Killing Me Softly

First Hit:  The not so subtle killings, the state of the economy, and a thugs life are oddly displayed here.

Three dumb smart guys think they’ve got a way to crash and rob a mob protected card game of about $30 – $50K. Because Markie (played by Ray Liotta) is hosting the game and it is believed he had previously robbed his own game, the three dumb smart guys Frankie (played by Scott McNairy), Russell (Ben Mendelsohn), and Johnny (Vincent Curatola) think that robbing the game, the mob will think Markie did it again, kill him and they’ll get off scot-free.

At first they think they are in the clear but then the mob catches on. Jackie (played by Brad Pitt) is the lead hit-man for the mob and is assigned to kill the perpetrators of the robbery because these games need to be trouble free and the mob's money protected.

In the background during this film there are multiple snippets of Bush talking about the instability of the economy as well as Obama talking about what he would do to change the economy along with how unprotected our money is.

All this is to give the audience an impression that mob life and their freedom to control the safety and free flowing-ness of their ill begotten money is as sacred and reflects the trouble and required for the safety of our money in the economy. Jackie doesn’t want to “do” all three of the dumb smart guys so he hires Mickey (played by James Gandolfini) who appears to be at the end of his usability. He spends all his time and money drinking any alcohol he can find, screwing as many whores he can hire and is fatalistic in that he thinks his wife is going to leave him and he’ll end up back in prison.

His scenes are strong, very powerful and watchable, but you can’t help but think this guy is on the fast track to death.

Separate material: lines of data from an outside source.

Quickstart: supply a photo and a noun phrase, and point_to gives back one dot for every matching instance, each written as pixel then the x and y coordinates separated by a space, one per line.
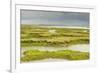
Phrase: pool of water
pixel 78 47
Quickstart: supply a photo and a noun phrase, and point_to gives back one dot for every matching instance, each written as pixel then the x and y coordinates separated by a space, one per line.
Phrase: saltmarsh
pixel 52 37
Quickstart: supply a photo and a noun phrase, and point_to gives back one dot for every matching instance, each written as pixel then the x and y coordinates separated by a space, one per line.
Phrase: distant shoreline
pixel 49 26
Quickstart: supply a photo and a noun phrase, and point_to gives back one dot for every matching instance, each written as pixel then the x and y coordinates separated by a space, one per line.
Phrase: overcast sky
pixel 55 18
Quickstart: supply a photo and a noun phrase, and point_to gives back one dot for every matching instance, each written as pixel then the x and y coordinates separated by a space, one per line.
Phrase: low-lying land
pixel 52 37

With this new problem, Jackie also has the issue of working with new mob hierarchy which he requires approval from the mob HQ to make these hits and the price must be negotiated to make each hit. But Jackie being and "in charge guy" takes care of all the problems as quickly as he can.

I’m not really clear about the point of this film, because of the pointed background dialogue about the economy, community, and how hard it is to make changes within the economic community in America and how it is congruent with the difficulty of getting permission and getting the right price for wacking someone who steals from the mob.

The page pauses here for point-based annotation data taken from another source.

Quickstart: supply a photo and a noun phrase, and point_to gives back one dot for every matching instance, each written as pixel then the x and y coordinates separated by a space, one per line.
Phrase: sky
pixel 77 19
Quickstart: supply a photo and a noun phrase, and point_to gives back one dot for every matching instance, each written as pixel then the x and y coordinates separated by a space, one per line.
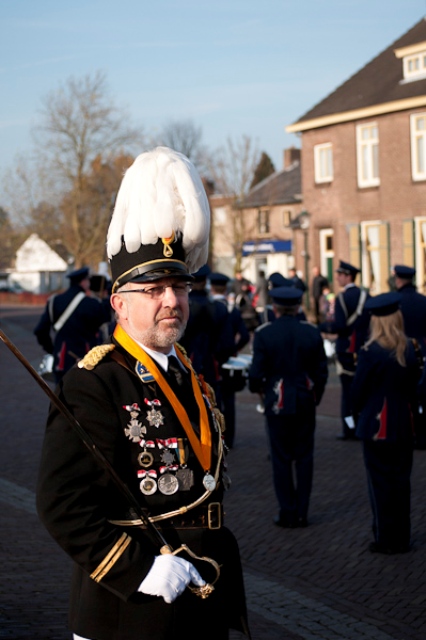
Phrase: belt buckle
pixel 214 513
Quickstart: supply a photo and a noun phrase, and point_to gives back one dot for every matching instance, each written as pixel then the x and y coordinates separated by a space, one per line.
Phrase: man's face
pixel 343 279
pixel 156 323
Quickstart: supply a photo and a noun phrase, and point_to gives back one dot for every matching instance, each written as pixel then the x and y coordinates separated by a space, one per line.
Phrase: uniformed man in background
pixel 289 370
pixel 241 337
pixel 351 326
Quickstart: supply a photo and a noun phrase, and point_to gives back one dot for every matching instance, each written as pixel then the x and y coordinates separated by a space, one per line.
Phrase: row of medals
pixel 168 483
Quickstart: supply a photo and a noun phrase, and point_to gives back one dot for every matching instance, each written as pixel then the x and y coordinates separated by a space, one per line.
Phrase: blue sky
pixel 233 67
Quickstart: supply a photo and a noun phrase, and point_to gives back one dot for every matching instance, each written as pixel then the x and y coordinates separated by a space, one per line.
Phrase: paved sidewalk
pixel 313 583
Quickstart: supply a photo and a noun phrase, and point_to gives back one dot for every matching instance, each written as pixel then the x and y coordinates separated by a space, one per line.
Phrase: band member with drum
pixel 157 425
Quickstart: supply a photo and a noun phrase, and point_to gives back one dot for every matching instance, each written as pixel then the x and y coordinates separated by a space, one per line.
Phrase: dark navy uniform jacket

It might have been better without this twist. But the tagline was suppose to set the audience free: "In America you're on your own."

Liotta is clearly sufficient as guy who got away with something once but probably should be wacked anyway. McNairy is very good as the guy trying to be a smart dumb guy. Mendelsohn was fantastic as the smart dumb guy who is so stoned but believes he’s got his game together. Pitt is good but he felt restrained in this role for some reason. Gandolfini is fabulous and the hit man who has run his course and running out of gas. Andrew Dominik wrote and directed this film and neither were great, although some of the scenes were shot very well.

Overall:  This was a mediocre film and boarding on being less than mediocre, but the few outstanding performances keep it from totally failing.